2024 smartphone model

The Realme GT 6T is an upper mid-range smartphone developed by Realme as a part of its Realme GT lineup. It was announced on May 22, 2024 and launched on May 29, 2024.

On the 11th of April 2024 in China, Realme introduced the Realme GT Neo 6 SE, which shares similar specifications with the Realme GT 6T, but features a different charging power.

== Features ==

=== Display ===
The GT 6T and GT Neo 6 SE feature a 6.78-inch 1.5K LTPO AMOLED display, which supports a 120Hz refresh rate and offers up to 6000 nits peak brightness. It is protected by Corning Gorilla Glass Victus 2.

=== Performance ===
GT 6T and GT Neo6 SE are the first smartphones powered by the Qualcomm Snapdragon 7+ Gen 3 chipset. GT 6T offers configurations up to 12 GB of RAM and 512 GB of storage, supplemented by a cooling system to manage thermal performance.

=== Camera ===
The devices include a dual rear camera setup with a 50MP primary sensor and an 8MP ultra-wide sensor, along with a 32MP front camera. The main rear camera is equipped with Optical Image Stabilization (OIS).

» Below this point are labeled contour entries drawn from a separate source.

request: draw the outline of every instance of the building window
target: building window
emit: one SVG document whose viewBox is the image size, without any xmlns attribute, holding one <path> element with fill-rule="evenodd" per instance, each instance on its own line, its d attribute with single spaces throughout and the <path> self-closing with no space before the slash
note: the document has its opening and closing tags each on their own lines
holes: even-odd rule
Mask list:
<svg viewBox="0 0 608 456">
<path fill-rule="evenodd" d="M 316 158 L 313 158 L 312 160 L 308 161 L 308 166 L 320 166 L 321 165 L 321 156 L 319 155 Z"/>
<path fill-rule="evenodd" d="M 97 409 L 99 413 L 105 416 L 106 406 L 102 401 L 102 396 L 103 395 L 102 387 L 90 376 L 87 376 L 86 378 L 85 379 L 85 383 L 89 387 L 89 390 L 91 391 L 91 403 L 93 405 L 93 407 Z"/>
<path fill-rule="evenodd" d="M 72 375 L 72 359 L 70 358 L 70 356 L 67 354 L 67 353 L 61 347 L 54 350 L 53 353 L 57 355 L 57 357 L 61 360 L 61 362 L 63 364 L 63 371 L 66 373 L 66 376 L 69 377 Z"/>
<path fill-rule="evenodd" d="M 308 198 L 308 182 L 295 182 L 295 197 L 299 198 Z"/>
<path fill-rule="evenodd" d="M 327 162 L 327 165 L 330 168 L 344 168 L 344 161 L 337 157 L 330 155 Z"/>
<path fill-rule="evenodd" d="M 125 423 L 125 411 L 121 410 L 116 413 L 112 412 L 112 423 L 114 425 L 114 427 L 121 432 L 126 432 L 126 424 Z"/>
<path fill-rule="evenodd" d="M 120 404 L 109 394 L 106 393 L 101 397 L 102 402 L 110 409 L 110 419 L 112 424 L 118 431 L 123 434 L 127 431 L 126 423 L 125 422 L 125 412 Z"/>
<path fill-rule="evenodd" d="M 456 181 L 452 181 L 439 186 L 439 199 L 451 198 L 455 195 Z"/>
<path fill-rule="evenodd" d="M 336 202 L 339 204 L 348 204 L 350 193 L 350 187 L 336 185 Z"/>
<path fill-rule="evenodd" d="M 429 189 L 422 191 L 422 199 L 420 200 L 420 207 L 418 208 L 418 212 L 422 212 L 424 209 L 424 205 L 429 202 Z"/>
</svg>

=== Battery and charging ===
They house a 5500 mAh battery supporting 120 W SuperVOOC fast charging in GT 6T, claiming significant charge within minutes, and 120 W SuperVOOC fast charging in GT Neo6 SE.

=== Software ===
The phones run on Realme UI 5 based on Android 14, with a promise of three years of major updates and four years of security updates.

==Critical response==
Business Standard praised the phone's smooth performance and battery life. Fonearena praised the phone and called it a performance champ but gave average ratings to its camera. Digit gave it 7.2 out of 10 and praised its performance but criticized its design. 91mobiles gave it 8 out of 10 and praised its display and fast performance.